3) маскировать отсутствие глубинной реальности.

А далее Бодрийяр вводит понятие «чистый симулякр», который есть «переход от знаков, которые скрывают нечто, к знакам, которые скрывают, что за ними нет ничего».

Что значит «нет ничего»?

Если реальность — это, к примеру, штурм дворца Каддафи, а чистый симулякр — это штурм актерами декорации, выстроенной в Катаре, то разве не может быть обнаружена разница между одним и другим? Разве нельзя, к примеру, приехать в Ливию и дать прямой репортаж о том, что дворец Каддафи никто не штурмует? Или приехать в Катар и заснять дружный творческий коллектив, который выдает свое театральное действо в Катаре за подлинный военный штурм в Триполи?

Так-то оно так. Но те, кто заказывает постмодернистам их философскую музыку, на это скажут: «Во-первых, вы на катарские съемки не проберетесь.
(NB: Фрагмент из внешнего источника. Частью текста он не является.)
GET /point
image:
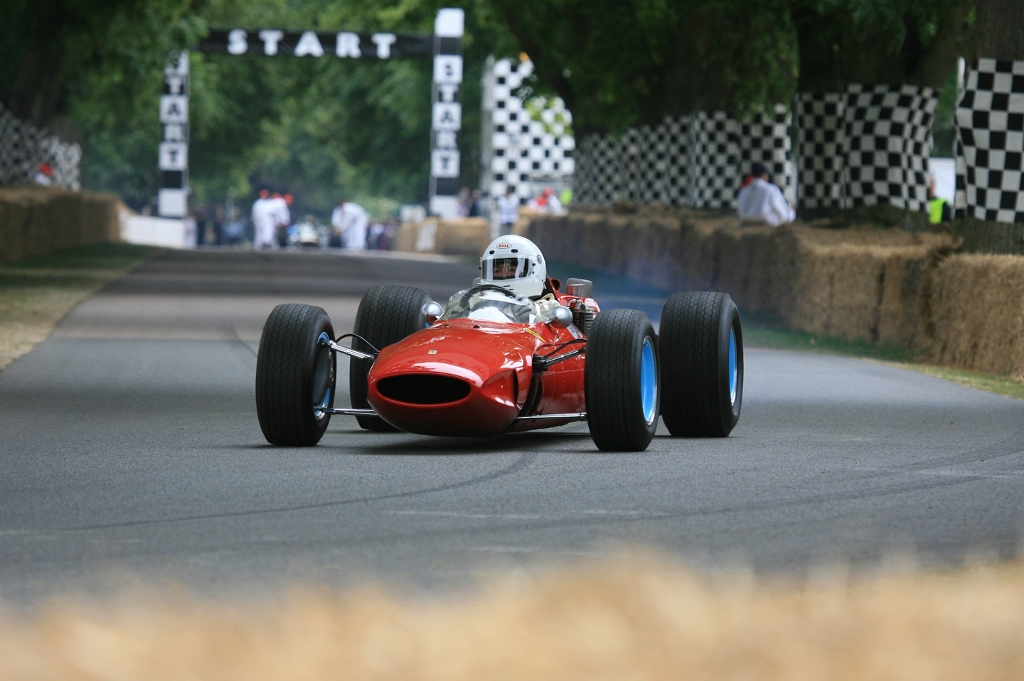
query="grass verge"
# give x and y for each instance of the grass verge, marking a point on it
(37, 293)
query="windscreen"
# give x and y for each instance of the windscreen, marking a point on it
(503, 268)
(491, 306)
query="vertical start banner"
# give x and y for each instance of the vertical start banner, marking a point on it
(173, 198)
(444, 46)
(446, 115)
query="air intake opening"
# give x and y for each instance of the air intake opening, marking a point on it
(423, 388)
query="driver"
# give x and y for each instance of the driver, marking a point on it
(515, 263)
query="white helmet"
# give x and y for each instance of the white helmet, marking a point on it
(516, 263)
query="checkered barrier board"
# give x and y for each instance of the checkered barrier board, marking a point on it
(888, 139)
(864, 146)
(598, 171)
(689, 161)
(529, 141)
(990, 142)
(24, 146)
(765, 138)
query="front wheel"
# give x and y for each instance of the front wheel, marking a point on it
(701, 365)
(295, 374)
(622, 379)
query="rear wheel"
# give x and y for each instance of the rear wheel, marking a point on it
(622, 381)
(386, 314)
(701, 365)
(294, 375)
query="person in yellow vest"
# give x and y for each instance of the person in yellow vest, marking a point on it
(938, 209)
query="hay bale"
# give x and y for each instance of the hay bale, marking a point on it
(978, 311)
(39, 220)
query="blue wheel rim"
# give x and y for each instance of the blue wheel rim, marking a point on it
(648, 381)
(318, 409)
(733, 373)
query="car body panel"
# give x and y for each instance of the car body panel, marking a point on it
(495, 359)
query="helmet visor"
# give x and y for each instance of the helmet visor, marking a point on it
(498, 269)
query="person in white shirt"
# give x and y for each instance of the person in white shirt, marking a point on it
(264, 221)
(350, 220)
(760, 201)
(508, 211)
(282, 217)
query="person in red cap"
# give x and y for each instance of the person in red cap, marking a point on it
(549, 203)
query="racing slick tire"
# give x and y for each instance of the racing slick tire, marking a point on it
(386, 314)
(622, 381)
(701, 365)
(295, 374)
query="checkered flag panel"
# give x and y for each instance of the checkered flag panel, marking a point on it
(530, 141)
(820, 136)
(990, 142)
(714, 160)
(765, 138)
(598, 172)
(865, 146)
(888, 132)
(687, 161)
(23, 147)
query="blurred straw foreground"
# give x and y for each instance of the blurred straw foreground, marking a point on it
(632, 619)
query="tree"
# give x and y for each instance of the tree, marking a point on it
(999, 30)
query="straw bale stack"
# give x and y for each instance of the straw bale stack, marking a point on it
(39, 220)
(978, 310)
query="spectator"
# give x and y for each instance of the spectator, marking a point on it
(508, 211)
(760, 201)
(200, 226)
(189, 231)
(465, 202)
(282, 216)
(263, 221)
(235, 230)
(350, 220)
(476, 205)
(548, 202)
(218, 225)
(44, 177)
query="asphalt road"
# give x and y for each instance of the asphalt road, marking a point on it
(129, 450)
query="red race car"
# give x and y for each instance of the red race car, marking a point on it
(515, 351)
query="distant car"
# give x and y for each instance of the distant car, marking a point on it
(493, 362)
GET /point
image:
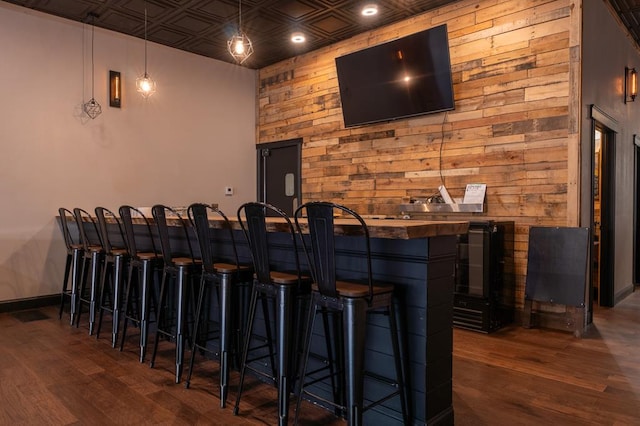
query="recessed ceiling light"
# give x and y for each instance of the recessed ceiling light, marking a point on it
(297, 37)
(370, 10)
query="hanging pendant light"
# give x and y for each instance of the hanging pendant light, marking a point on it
(145, 84)
(239, 45)
(92, 108)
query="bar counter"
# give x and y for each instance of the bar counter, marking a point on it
(418, 257)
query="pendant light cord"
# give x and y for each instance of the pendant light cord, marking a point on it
(92, 64)
(145, 40)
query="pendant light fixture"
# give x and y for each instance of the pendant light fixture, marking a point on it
(92, 108)
(145, 84)
(239, 45)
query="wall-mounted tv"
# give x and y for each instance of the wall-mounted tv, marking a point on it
(402, 78)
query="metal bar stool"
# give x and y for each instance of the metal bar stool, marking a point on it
(75, 254)
(180, 266)
(92, 265)
(222, 271)
(285, 287)
(144, 264)
(354, 298)
(114, 266)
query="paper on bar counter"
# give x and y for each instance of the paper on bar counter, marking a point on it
(474, 194)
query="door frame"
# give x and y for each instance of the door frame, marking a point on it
(609, 128)
(636, 211)
(261, 184)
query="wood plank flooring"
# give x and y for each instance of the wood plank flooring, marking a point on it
(53, 374)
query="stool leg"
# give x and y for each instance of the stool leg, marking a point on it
(84, 271)
(225, 328)
(75, 275)
(354, 323)
(65, 283)
(106, 272)
(196, 328)
(245, 350)
(161, 302)
(400, 365)
(117, 283)
(128, 304)
(306, 347)
(95, 272)
(284, 322)
(147, 291)
(180, 321)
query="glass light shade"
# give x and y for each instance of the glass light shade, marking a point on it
(370, 10)
(630, 85)
(92, 108)
(240, 47)
(298, 37)
(145, 85)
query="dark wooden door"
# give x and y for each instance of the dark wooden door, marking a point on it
(279, 169)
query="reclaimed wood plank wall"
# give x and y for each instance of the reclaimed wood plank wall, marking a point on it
(515, 68)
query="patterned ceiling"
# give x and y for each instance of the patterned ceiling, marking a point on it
(204, 26)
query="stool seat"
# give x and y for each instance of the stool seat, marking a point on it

Во-вторых, если вы снимете фильм о дворце в Триполи и начнете прямой репортаж, то его никто не покажет.

А главное, не цепляйтесь к нынешнему состоянию вещей. Представьте себе мир, где мы и только мы информируем о происходящем. Как люди узнают, произошло ли то, о чем мы их проинформировали? Проинформировать мы их можем, создавая любые павильонные съемки. А дальше — и пошло, и поехало. Ну и где тут превосходство реальности над симулякрами? Согласитесь, что в этом случае налицо превосходство симулякров, не правда ли?

Да, конечно, некто куда-нибудь просочится, снимет что-то на мобильный телефон и выдаст в интернет. Ну и что? Съемка плохая, аудитория стремится к нулю. А мы дадим блестящие съемки на миллиардную аудиторию… И пусть этот некто сообщает нечто, отражающее реальность, а мы сообщаем нечто, не имеющее никакого отношения к реальности. Но наши съемки смотрят все, и все в них верят. И, значит, дальше все будет происходить так, как будто бы мы сказали правду. А это, по большому счету, и значит, что о реальности сообщаем мы.

Мы сообщили, что диктатор пытал ребенка у себя во дворце. Показали съемку, все возмутились. Мы разбомбили дворец, убили диктатора. Показали труп ребенка, якобы убитого диктатором. И кто узнает, что происходило в реальности, пытал ли диктатор ребенка, или мы привезли труп и положили его рядом с трупом диктатора? Если наш симулякр не разоблачен и нам удалось его «раскрутить», то реальность будет разворачиваться сообразно этому симулякру. Значит, он и есть реальность, а реальность — его жалкая прислужница. А что такое реальность, плетущаяся в хвосте за симулякром? Это не реальность, а фуфло».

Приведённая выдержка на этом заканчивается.